TELETHERAPY CONSENT FORM 

(REQUIRED IN THE EVENT TELEHEALTH IS NECESSARY) 


Definition of Services: I hereby consent to engage in teletherapy with Mosaic Bloom Counseling.  Teletherapy is a form of mental health service provided via internet technology, which can include consultation, treatment, telephone conversations and/or education using interactive audio, video, or data communications. I also understand that teletherapy involves the communication of my medical/mental health information, both orally and/or visually. 


Teletherapy has the same purpose or intention as psychotherapy or psychological treatment sessions that are conducted in person. However, due to the nature of the technology used, I understand that teletherapy may be experienced somewhat differently than face-to-face treatment sessions. 


I understand that I have the following rights with respect to teletherapy: 


1.  I, the client, need to located in a state where my therapist is licensed at the time of the session. The exception to this rule is if I am physically located in a state that is under emergency order allowing licensed social workers to practice across state lines, and only for the duration of the emergency order. 


2.  I, the client, have the right to withhold or withdraw consent at any time without affecting my right to future care or treatment. 


3.  The laws that protect the confidentiality of my medical information also apply to teletherapy.

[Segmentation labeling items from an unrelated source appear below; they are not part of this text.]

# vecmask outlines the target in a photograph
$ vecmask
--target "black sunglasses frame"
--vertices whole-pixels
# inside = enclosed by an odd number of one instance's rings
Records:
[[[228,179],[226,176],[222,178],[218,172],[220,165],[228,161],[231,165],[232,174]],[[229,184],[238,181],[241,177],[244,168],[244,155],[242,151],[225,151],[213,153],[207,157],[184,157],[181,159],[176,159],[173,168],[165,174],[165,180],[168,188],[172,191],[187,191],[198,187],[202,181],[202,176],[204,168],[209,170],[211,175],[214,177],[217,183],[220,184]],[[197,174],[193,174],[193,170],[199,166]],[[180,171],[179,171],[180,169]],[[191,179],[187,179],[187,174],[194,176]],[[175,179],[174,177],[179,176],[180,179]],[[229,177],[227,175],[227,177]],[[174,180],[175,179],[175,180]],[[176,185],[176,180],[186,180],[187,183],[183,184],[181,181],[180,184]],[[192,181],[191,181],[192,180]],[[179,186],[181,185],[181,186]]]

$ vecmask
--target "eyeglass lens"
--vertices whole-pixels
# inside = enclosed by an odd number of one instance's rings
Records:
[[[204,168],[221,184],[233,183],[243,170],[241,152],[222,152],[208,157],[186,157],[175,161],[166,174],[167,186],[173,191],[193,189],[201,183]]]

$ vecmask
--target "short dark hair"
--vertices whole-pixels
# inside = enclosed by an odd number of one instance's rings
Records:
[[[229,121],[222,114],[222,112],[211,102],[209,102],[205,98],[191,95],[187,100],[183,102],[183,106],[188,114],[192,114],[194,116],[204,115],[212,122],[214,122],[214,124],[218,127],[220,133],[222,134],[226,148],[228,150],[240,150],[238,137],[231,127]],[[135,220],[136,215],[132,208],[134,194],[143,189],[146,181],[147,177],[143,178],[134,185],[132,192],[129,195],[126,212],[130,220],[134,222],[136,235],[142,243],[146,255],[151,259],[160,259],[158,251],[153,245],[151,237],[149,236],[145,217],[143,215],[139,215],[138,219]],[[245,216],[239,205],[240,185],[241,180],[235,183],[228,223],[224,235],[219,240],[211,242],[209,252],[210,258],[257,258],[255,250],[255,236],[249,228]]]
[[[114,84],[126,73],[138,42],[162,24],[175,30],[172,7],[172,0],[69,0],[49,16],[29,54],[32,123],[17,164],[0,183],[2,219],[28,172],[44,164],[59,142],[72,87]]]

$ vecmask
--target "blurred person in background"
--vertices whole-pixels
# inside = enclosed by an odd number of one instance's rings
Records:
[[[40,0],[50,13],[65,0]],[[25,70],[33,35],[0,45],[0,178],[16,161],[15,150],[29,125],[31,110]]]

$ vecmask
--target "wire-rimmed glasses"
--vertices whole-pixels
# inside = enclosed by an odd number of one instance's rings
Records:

As such, I understand that the information disclosed by me during the course of my therapy or consultation is generally confidential. However, there are both mandatory and permissive exceptions to confidentiality, which are described in the Acknowledgement of Privacy Policy I received at the start of my treatment with Mosaic Bloom Counseling.

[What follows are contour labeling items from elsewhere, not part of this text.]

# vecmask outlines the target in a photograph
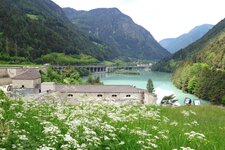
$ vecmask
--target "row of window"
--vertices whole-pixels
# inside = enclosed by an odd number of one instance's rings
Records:
[[[68,94],[68,97],[73,97],[73,94]],[[97,97],[103,97],[103,95],[102,94],[98,94]],[[117,95],[113,94],[112,97],[117,97]],[[128,94],[128,95],[126,95],[126,97],[131,97],[131,95]]]

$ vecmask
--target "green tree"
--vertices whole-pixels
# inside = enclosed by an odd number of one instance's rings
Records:
[[[154,92],[154,85],[151,79],[148,79],[148,83],[147,83],[147,90],[149,93],[153,93]]]

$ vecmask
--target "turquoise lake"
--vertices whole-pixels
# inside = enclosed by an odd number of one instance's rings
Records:
[[[160,103],[164,96],[174,94],[180,104],[184,103],[185,97],[192,100],[199,99],[196,96],[184,93],[182,90],[176,88],[171,82],[171,74],[155,71],[141,71],[140,75],[123,75],[113,73],[96,73],[95,77],[99,76],[101,82],[105,85],[133,85],[138,88],[146,89],[148,79],[151,79],[154,84],[155,93],[157,94],[157,104]],[[206,101],[201,100],[201,104]]]

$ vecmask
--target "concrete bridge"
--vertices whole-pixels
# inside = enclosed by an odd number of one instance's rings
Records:
[[[66,66],[53,66],[55,69],[62,71]],[[151,66],[73,66],[74,68],[84,68],[90,72],[112,72],[117,69],[124,69],[124,70],[144,70],[150,69]]]

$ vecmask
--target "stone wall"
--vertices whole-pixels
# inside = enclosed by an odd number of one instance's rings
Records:
[[[13,88],[37,88],[41,85],[41,79],[35,80],[12,80]]]
[[[61,99],[70,103],[89,100],[141,103],[142,93],[62,93]]]

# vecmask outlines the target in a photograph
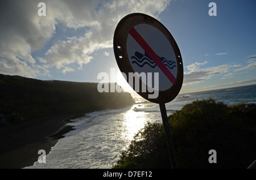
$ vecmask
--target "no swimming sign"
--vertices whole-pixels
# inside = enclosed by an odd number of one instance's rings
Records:
[[[139,95],[159,104],[172,168],[177,168],[165,103],[178,95],[183,82],[181,55],[174,37],[156,19],[140,13],[119,22],[114,35],[117,64]]]
[[[158,20],[139,13],[124,17],[115,31],[114,51],[121,71],[139,95],[158,104],[177,95],[183,81],[181,55],[172,36]]]

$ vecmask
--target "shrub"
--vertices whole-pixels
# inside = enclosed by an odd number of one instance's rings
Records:
[[[246,168],[256,159],[255,130],[234,107],[196,100],[169,116],[179,168]],[[216,164],[208,161],[210,149]],[[148,124],[113,168],[169,168],[168,160],[162,126]]]

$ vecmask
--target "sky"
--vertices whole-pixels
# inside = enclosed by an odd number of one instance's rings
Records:
[[[46,16],[38,15],[40,2]],[[210,2],[216,16],[209,15]],[[141,12],[159,20],[180,49],[180,93],[255,84],[255,0],[1,1],[0,73],[99,82],[114,68],[114,80],[130,91],[113,39],[122,18]]]

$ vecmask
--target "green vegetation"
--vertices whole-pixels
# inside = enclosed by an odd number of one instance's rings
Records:
[[[228,106],[210,98],[169,116],[179,168],[246,168],[256,160],[256,105]],[[113,168],[170,168],[162,124],[148,123]],[[210,164],[210,149],[217,163]]]
[[[0,114],[18,123],[60,113],[85,113],[134,103],[128,93],[100,93],[97,83],[43,81],[0,74]]]

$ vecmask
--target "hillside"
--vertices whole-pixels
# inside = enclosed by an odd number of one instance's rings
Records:
[[[0,74],[0,114],[18,123],[52,114],[85,113],[134,103],[129,93],[100,93],[97,83],[45,81]]]

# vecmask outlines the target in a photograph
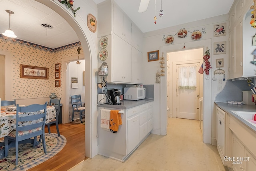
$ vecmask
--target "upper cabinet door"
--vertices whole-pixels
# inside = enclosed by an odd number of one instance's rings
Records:
[[[132,46],[142,52],[143,34],[135,26],[132,24]]]
[[[114,34],[131,44],[132,22],[114,4],[113,30]]]

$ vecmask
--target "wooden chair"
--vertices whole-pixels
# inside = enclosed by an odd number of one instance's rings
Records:
[[[16,100],[15,99],[14,99],[14,100],[11,101],[8,101],[7,100],[1,101],[1,106],[7,106],[13,105],[14,105],[14,106],[16,106]]]
[[[4,137],[4,156],[8,155],[8,150],[9,149],[9,142],[13,141],[15,143],[16,165],[18,163],[18,145],[19,142],[29,139],[34,137],[34,143],[33,147],[34,147],[37,143],[36,137],[40,135],[40,139],[42,139],[44,152],[46,153],[46,148],[45,145],[45,139],[44,138],[44,125],[46,115],[46,105],[47,102],[44,105],[34,104],[26,107],[19,106],[17,105],[16,113],[16,130],[14,130],[6,137]],[[19,115],[19,113],[28,113],[43,110],[42,113],[36,115],[31,115],[27,116]],[[23,124],[19,125],[19,123],[21,122],[30,122],[42,119],[42,121],[35,123],[32,122],[29,124],[23,125]],[[22,143],[22,142],[20,142]]]
[[[56,110],[56,117],[53,118],[52,121],[48,123],[46,123],[45,125],[47,125],[48,127],[48,132],[49,133],[51,133],[51,130],[50,130],[50,125],[52,123],[55,123],[56,125],[56,129],[57,129],[57,132],[58,133],[58,135],[60,136],[60,131],[59,131],[59,114],[60,111],[60,99],[58,99],[56,98],[54,99],[52,98],[50,99],[50,103],[49,105],[55,107],[55,109]]]
[[[74,112],[79,112],[79,117],[80,117],[80,121],[81,123],[83,122],[82,121],[82,116],[84,116],[85,114],[83,114],[83,112],[84,112],[85,110],[85,107],[82,106],[82,103],[81,99],[81,95],[71,95],[71,105],[72,105],[72,121],[74,121]],[[74,115],[78,115],[78,114]]]

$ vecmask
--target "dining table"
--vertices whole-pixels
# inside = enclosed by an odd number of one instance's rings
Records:
[[[0,138],[7,136],[8,134],[13,130],[16,129],[16,111],[8,111],[7,108],[1,108],[1,113],[0,113]],[[44,112],[43,110],[28,113],[19,113],[19,116],[28,116],[31,115],[36,115],[38,113]],[[45,123],[48,123],[52,121],[54,118],[56,117],[56,111],[54,106],[46,106],[46,116]],[[42,121],[38,119],[37,121],[33,121],[32,122],[22,122],[20,123],[22,125],[26,125],[31,123],[41,122]],[[0,159],[2,158],[4,156],[4,148],[2,147],[4,145],[4,142],[0,142],[0,147],[2,148],[0,149]]]

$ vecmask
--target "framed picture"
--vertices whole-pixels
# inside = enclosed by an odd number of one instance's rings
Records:
[[[55,79],[59,79],[60,78],[60,72],[56,71],[55,72]]]
[[[55,87],[60,87],[60,80],[55,80]]]
[[[216,60],[216,68],[224,67],[224,60],[217,59]]]
[[[148,62],[159,60],[159,51],[149,52],[148,52]]]
[[[49,68],[48,68],[22,64],[20,65],[20,78],[47,80]]]
[[[222,23],[215,25],[214,26],[214,37],[221,36],[226,34],[226,24]]]
[[[95,17],[91,14],[89,14],[87,16],[87,26],[90,30],[95,33],[97,29],[97,20]]]
[[[213,46],[214,55],[226,53],[226,41],[214,43]]]
[[[55,71],[60,71],[60,63],[55,64]]]
[[[253,36],[252,38],[252,46],[256,46],[256,35]]]

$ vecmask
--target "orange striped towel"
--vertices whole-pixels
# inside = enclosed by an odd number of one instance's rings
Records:
[[[121,114],[118,113],[119,111],[115,110],[110,111],[109,130],[115,133],[117,132],[119,125],[122,123]]]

4.  I understand that there are risks and consequences of participating in teletherapy, including, but not limited to, the possibility, despite best efforts to ensure high encryption and secure technology on the part of my therapist, that: the transmission of my information could be disrupted or distorted by technical failures; the transmission of my information could be interrupted by unauthorized persons; and/or the electronic storage of my medical information could be accessed by unauthorized persons. 


5.  There is a risk that services could be disrupted or distorted by unforeseen technical problems. 


6.  In addition, I understand that teletherapy based services and care may not be as complete as face-to-face services. I also understand that if my therapist believes I would be better served by another form of therapeutic services (e.g. face-to-face services) I will be referred to a professional who can provide such services in my area. 


7.  I understand that I may benefit from teletherapy, but that results cannot be guaranteed or assured. I understand that there are potential risks and benefits associated with any form of psychotherapy, and that despite my efforts and the efforts of my therapist, my condition may not improve, and in some cases may even get worse. 


8.  I accept that teletherapy does not provide emergency services. If I am experiencing an emergency situation, I understand that I can call 988 or proceed to the nearest hospital emergency room for help. If I am having suicidal thoughts or making plans to harm myself, I can call the National Suicide Prevention Lifeline at 1.800.273.TALK (8255) for free 24 hour hotline support. Clients who are actively at risk of harm to self or others are not suitable for teletherapy services. If this is the case or becomes the case in future, my therapist will recommend more appropriate services. 


9.  I understand that there is a risk of being overheard by anyone near me if I am not in a private room while participating in teletherapy. I am responsible for (1) providing the necessary computer/phone/tablet, telecommunications equipment and internet access for my teletherapy sessions, and (2) arranging a location with sufficient lighting and privacy that is free from distractions or intrusions for my teletherapy session. It is the responsibility of the therapist to do the same on their end. 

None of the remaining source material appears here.